ViT-L-16-HTxt-Recap-CLIP Open-Source Model - A Practical Tool for Zero-Shot Image Classification

Vit L 16 HTxt Recap CLIP

Developed by UCSC-VLAA

A CLIP model trained on the Recap-DataComp-1B dataset using LLaMA-3 generated captions, suitable for zero-shot image classification tasks

Text-to-Image #LLaMA3 Relabeling #Zero-shot Classification #Image-Text Contrastive Model

Downloads 538

Release Time : 6/13/2024

Model Overview

A contrastive image-text model trained on relabeled web image data, with strong zero-shot image classification capabilities

Model Features

LLaMA-3 Relabeling

Uses LLaMA-3 generated captions to relabel and train on billions of web images

Large-scale Training

Trained on the large-scale Recap-DataComp-1B dataset

Zero-shot Capability

Can be directly applied to various image classification tasks without fine-tuning

Model Capabilities

Zero-shot image classification

Image-text matching

Cross-modal feature extraction

Use Cases

Image Understanding

Image Classification

Classifies images without training

Example shows 100% accuracy in classifying 'French donut' images

Content Moderation

Inappropriate Content Detection

Identifies inappropriate content in images

🚀 Model card for Recap-CLIP-ViT-L-16-Txt-Huge-2.56B

A CLIPA model trained on Recap-DataComp-1B, designed for zero - shot image classification.

🚀 Quick Start

The Recap - CLIP - ViT - L - 16 - Txt - Huge - 2.56B model is a powerful tool for zero - shot image classification.
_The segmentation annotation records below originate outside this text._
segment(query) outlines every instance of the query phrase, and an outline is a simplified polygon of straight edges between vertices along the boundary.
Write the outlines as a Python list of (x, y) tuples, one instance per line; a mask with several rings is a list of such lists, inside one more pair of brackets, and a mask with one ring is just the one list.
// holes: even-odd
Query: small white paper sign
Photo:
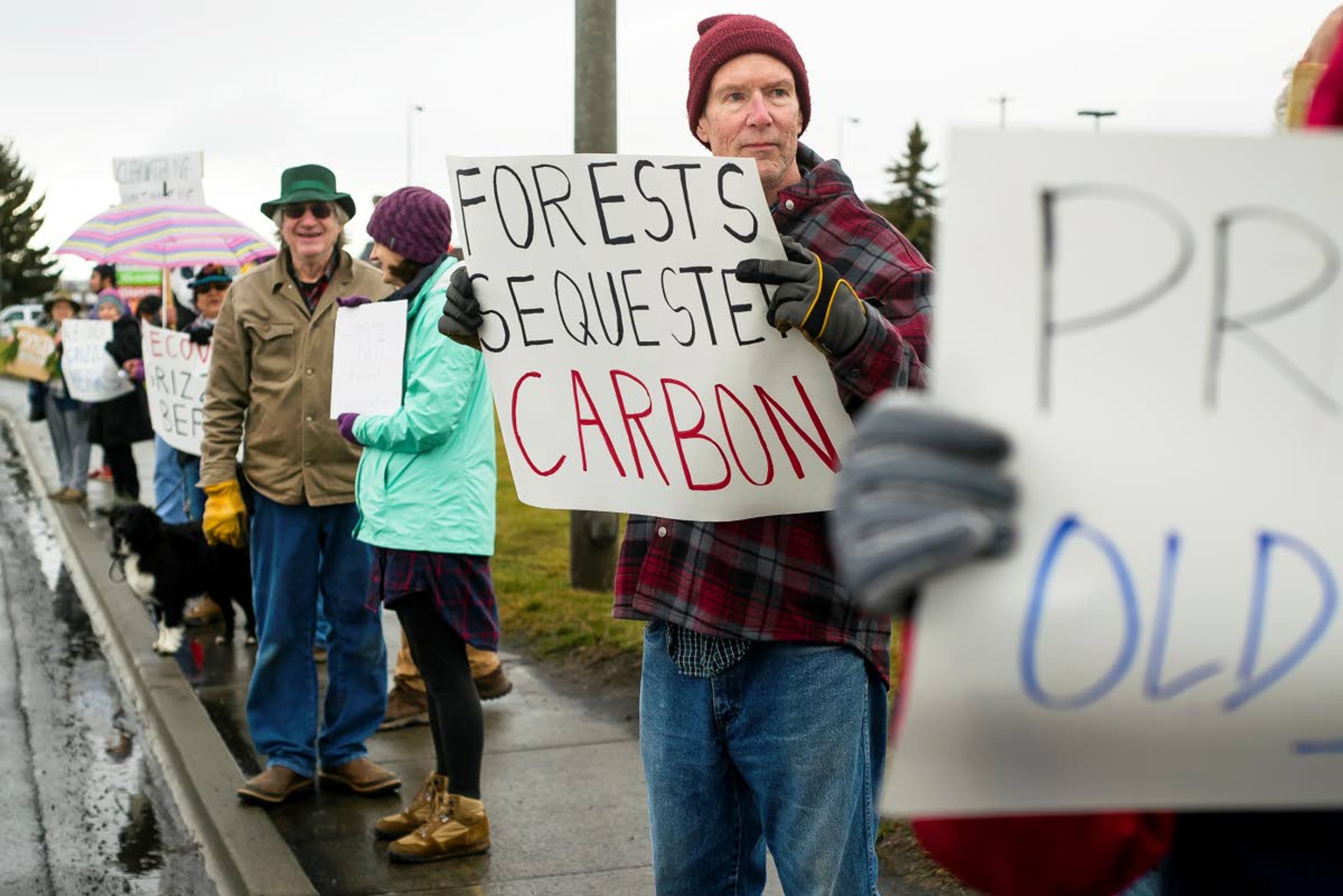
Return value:
[(755, 163), (449, 159), (518, 498), (740, 520), (825, 510), (851, 423), (766, 322), (745, 258), (783, 258)]
[(336, 312), (332, 419), (391, 414), (402, 406), (406, 302), (369, 302)]
[(1021, 528), (924, 590), (885, 811), (1343, 803), (1340, 157), (955, 134), (936, 398)]
[(154, 433), (179, 451), (200, 455), (211, 344), (187, 333), (141, 324), (145, 391)]
[(107, 402), (134, 390), (107, 353), (111, 321), (67, 318), (60, 324), (60, 372), (70, 398), (77, 402)]

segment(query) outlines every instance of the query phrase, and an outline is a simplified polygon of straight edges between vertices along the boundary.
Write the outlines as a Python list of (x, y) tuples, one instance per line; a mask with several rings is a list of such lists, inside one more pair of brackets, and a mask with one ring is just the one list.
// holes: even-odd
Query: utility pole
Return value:
[(406, 185), (411, 185), (411, 122), (415, 121), (415, 113), (424, 111), (424, 106), (416, 105), (414, 102), (406, 103)]
[(1092, 121), (1095, 121), (1096, 122), (1096, 133), (1099, 134), (1100, 133), (1100, 120), (1101, 118), (1113, 118), (1119, 113), (1115, 111), (1113, 109), (1078, 109), (1077, 114), (1081, 116), (1081, 117), (1086, 117), (1086, 118), (1091, 118)]
[[(615, 0), (573, 3), (573, 152), (615, 152)], [(612, 587), (619, 533), (616, 513), (569, 512), (569, 584)]]
[(839, 124), (835, 125), (835, 159), (843, 163), (843, 126), (861, 124), (853, 116), (839, 116)]

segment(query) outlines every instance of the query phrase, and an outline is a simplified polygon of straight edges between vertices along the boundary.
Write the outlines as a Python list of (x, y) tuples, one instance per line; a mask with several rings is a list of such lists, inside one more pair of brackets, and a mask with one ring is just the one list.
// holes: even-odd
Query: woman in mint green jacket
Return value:
[(392, 414), (341, 414), (340, 431), (364, 446), (355, 537), (373, 545), (371, 598), (396, 611), (424, 678), (436, 759), (411, 805), (375, 832), (396, 838), (393, 860), (436, 861), (490, 848), (466, 645), (498, 649), (493, 403), (483, 356), (438, 332), (455, 263), (447, 203), (404, 187), (377, 204), (367, 230), (383, 279), (399, 287), (383, 301), (406, 301), (404, 394)]

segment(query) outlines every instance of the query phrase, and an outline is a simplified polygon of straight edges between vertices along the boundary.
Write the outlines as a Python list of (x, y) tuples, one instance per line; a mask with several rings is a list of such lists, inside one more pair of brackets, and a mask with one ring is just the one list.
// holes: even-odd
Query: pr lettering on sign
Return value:
[(923, 592), (884, 810), (1343, 801), (1340, 153), (956, 134), (936, 398), (1023, 504)]
[(733, 277), (783, 258), (753, 163), (450, 159), (518, 497), (696, 520), (831, 506), (851, 424)]

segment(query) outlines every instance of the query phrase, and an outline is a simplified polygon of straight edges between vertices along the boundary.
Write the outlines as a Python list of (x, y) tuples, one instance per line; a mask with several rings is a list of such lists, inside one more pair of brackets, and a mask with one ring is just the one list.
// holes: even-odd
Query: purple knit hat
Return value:
[(373, 207), (364, 230), (398, 255), (428, 265), (453, 242), (453, 214), (438, 193), (402, 187)]
[[(692, 134), (696, 133), (700, 116), (704, 114), (713, 73), (724, 63), (748, 52), (763, 52), (792, 69), (798, 105), (802, 107), (802, 130), (807, 129), (807, 121), (811, 120), (811, 89), (807, 86), (807, 67), (802, 63), (802, 54), (798, 52), (792, 38), (779, 26), (759, 16), (729, 13), (709, 16), (701, 21), (700, 40), (690, 51), (690, 91), (686, 94), (685, 111), (690, 118)], [(696, 140), (700, 140), (698, 134)]]

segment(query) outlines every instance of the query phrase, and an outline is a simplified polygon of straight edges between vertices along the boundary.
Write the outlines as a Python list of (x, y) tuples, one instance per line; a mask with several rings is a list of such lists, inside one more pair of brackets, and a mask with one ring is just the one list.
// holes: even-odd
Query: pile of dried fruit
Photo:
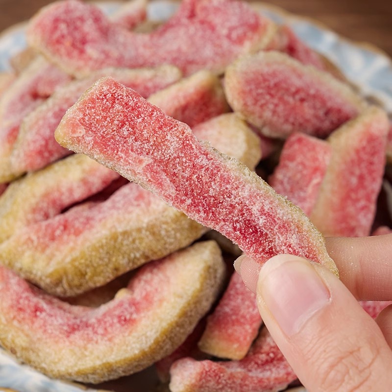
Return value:
[(387, 116), (245, 2), (148, 27), (146, 6), (54, 3), (1, 76), (0, 343), (59, 378), (155, 364), (173, 392), (284, 389), (216, 232), (338, 274), (323, 236), (374, 228)]

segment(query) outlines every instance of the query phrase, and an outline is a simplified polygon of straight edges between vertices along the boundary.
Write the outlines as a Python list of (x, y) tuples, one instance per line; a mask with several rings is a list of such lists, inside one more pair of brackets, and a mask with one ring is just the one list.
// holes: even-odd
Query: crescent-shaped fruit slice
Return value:
[(10, 155), (23, 118), (70, 77), (39, 57), (21, 74), (0, 99), (0, 183), (13, 180)]
[(366, 106), (347, 84), (275, 51), (244, 56), (227, 67), (227, 100), (267, 136), (325, 137)]
[(0, 242), (103, 189), (119, 177), (82, 154), (74, 154), (13, 181), (0, 197)]
[(152, 32), (138, 34), (110, 23), (96, 6), (68, 0), (41, 10), (27, 36), (78, 77), (108, 67), (162, 64), (189, 75), (204, 69), (222, 72), (239, 55), (265, 46), (275, 28), (241, 1), (187, 0), (178, 12)]
[(155, 93), (148, 100), (190, 127), (229, 111), (220, 80), (205, 70)]
[(55, 136), (220, 231), (261, 263), (287, 253), (337, 272), (322, 236), (298, 207), (113, 79), (101, 79), (85, 94)]
[(183, 358), (174, 362), (170, 373), (172, 392), (272, 392), (296, 379), (266, 328), (241, 361)]
[(177, 81), (181, 74), (178, 68), (170, 65), (135, 70), (112, 68), (96, 71), (59, 88), (22, 122), (10, 158), (16, 175), (42, 169), (70, 153), (54, 140), (54, 131), (67, 109), (104, 76), (114, 77), (147, 98)]
[(385, 167), (386, 113), (371, 106), (334, 132), (312, 221), (324, 236), (369, 235)]
[(0, 267), (0, 342), (49, 376), (90, 383), (145, 368), (172, 352), (218, 294), (218, 245), (199, 243), (143, 267), (96, 309), (70, 305)]
[(51, 294), (71, 296), (185, 247), (207, 230), (131, 183), (106, 201), (20, 230), (0, 245), (0, 263)]
[(257, 336), (262, 319), (256, 294), (234, 272), (223, 296), (208, 316), (200, 349), (215, 357), (242, 359)]
[(331, 159), (327, 142), (303, 133), (293, 133), (283, 146), (270, 185), (309, 216), (316, 204)]

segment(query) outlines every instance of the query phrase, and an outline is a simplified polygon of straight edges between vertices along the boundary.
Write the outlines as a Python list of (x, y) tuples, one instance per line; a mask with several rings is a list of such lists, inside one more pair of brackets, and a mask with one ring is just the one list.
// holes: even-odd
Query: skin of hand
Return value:
[(374, 320), (358, 300), (392, 300), (392, 234), (327, 238), (340, 280), (321, 266), (278, 255), (235, 267), (262, 318), (309, 392), (389, 391), (392, 305)]

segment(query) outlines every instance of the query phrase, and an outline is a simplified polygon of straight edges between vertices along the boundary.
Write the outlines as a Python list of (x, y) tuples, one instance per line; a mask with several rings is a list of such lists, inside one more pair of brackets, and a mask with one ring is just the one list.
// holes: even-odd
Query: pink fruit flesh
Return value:
[(170, 372), (172, 392), (272, 392), (296, 378), (266, 328), (241, 361), (184, 358), (175, 362)]
[(325, 137), (355, 117), (364, 104), (347, 85), (277, 52), (260, 52), (229, 66), (226, 97), (267, 136), (295, 132)]
[(167, 24), (138, 34), (111, 23), (94, 6), (69, 0), (38, 14), (27, 37), (32, 46), (79, 76), (110, 66), (162, 64), (190, 74), (203, 69), (222, 71), (240, 54), (262, 46), (272, 24), (242, 2), (202, 0), (184, 2)]
[(288, 253), (336, 272), (323, 238), (299, 209), (238, 161), (200, 143), (186, 124), (110, 78), (68, 111), (55, 136), (220, 231), (260, 263)]
[(256, 294), (234, 272), (199, 342), (200, 349), (216, 357), (242, 359), (257, 336), (262, 320)]
[(53, 378), (97, 383), (131, 374), (183, 342), (214, 300), (222, 272), (217, 245), (199, 243), (144, 266), (113, 300), (92, 309), (0, 266), (0, 342)]
[(13, 179), (9, 155), (23, 118), (70, 77), (41, 58), (31, 64), (0, 100), (0, 182)]
[(139, 70), (109, 69), (59, 88), (22, 122), (11, 157), (14, 172), (38, 170), (70, 153), (54, 140), (54, 131), (67, 110), (94, 82), (104, 76), (113, 76), (147, 97), (178, 80), (181, 73), (171, 66)]
[(309, 216), (331, 159), (326, 142), (304, 134), (291, 135), (282, 150), (270, 185)]
[(389, 123), (370, 107), (328, 139), (331, 162), (311, 215), (326, 236), (370, 234), (385, 166)]

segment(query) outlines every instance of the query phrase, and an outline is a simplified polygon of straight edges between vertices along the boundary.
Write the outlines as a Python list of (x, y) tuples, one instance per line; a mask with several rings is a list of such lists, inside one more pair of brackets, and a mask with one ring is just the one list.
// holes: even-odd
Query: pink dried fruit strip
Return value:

It's trained on the Recap - DataComp - 1B dataset and can be easily integrated into your projects.

✨ Features

Model Type: Contrastive Image - Text, Zero - Shot Image Classification.
Original: https://github.com/UCSC-VLAA/Recap-DataComp-1B
Dataset: https://huggingface.co/datasets/UCSC-VLAA/Recap-DataComp-1B
Papers:
- What If We Recaption Billions of Web Images with LLaMA - 3?: https://arxiv.org/abs/2406.08478

Property	Details
Model Type	Contrastive Image - Text, Zero - Shot Image Classification
Training Data	https://huggingface.co/datasets/UCSC-VLAA/Recap-DataComp-1B

📦 Installation

No specific installation steps are provided in the original document, so this section is skipped.

💻 Usage Examples

Basic Usage

import torch
import torch.nn.functional as F
from urllib.request import urlopen
from PIL import Image
from open_clip import create_model_from_pretrained, get_tokenizer

model, preprocess = create_model_from_pretrained('hf-hub:UCSC-VLAA/ViT-L-16-HTxt-Recap-CLIP')
tokenizer = get_tokenizer('hf-hub:UCSC-VLAA/ViT-L-16-HTxt-Recap-CLIP')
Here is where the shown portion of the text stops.